Westpac and AUSTRAC are continuing to discuss a Statement of Agreed Facts and Admissions.
The bank revealed earlier this year that it expects to make a provision of $900 million for its potential liability in relation to the AUSTRAC claim, approximately $200 million more than CBA ended up paying for recent AML/CTF breaches.
However, Westpac’s actual penalty paid could be higher or lower than the provisions it has made.
The major bank has also recently announced several executive changes, including the departure of the chief executive of its consumer banking division.
Westpac Group has announced yesterday (19 May) that David Lindberg, chief executive, consumer, and Craig Bright, chief information officer, will be leaving the bank to assume new roles overseas.

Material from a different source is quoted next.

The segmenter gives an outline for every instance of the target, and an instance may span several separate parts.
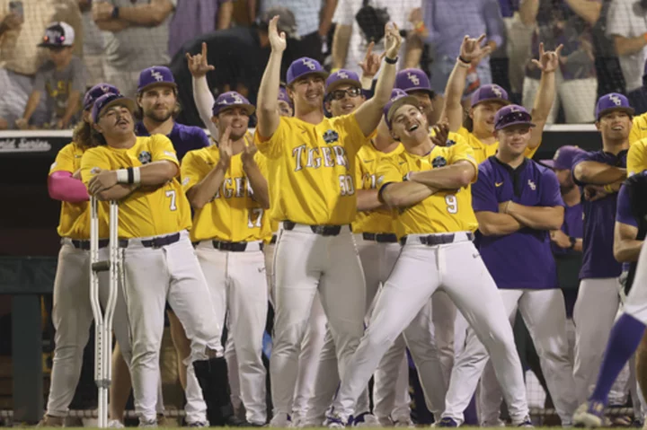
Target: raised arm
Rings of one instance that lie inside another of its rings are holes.
[[[485,40],[484,34],[482,34],[478,39],[472,39],[469,36],[463,38],[460,55],[456,58],[454,70],[449,75],[449,79],[445,87],[445,100],[440,113],[441,120],[447,118],[449,123],[449,131],[456,132],[463,126],[463,105],[461,101],[470,64],[472,61],[487,56],[492,50],[490,46],[483,46],[483,40]]]
[[[268,35],[271,45],[270,59],[265,66],[261,87],[258,93],[258,106],[256,115],[258,124],[256,128],[263,138],[270,138],[279,127],[280,117],[277,111],[279,101],[279,88],[280,86],[280,66],[283,58],[283,51],[287,47],[285,32],[279,34],[277,23],[279,16],[270,20]]]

Mr Lindberg, who joined Westpac from the Commonwealth Bank of Australia in 2013, has served as head of retail since April 2019.
The outgoing executive has held a number of senior roles at the bank, which included a stint as chief executive, commercial and business bank.
Mr Bright has served as chief innovation officer since December 2018. Prior to joining Westpac, Mr Bright served as global chief technology officer at Citigroup.
Westpac stated that it has commenced an international search for Mr Lindberg and Mr Bright’s replacements.
Meanwhile, the bank also announced the appointment of Les Vance to a new role as group executive, financial crime, compliance and conduct.
Mr Vance will be charged with overseeing the group’s financial crime, compliance and conduct management.
According to Westpac, Mr Vance’s appointment would allow chief risk officer David Stephen to focus on the financial risk management of the organisation, particularly across the credit portfolio, amid the ongoing COVID-19 crisis.
Mr Vance currently serves as chief operating officer, consumer division.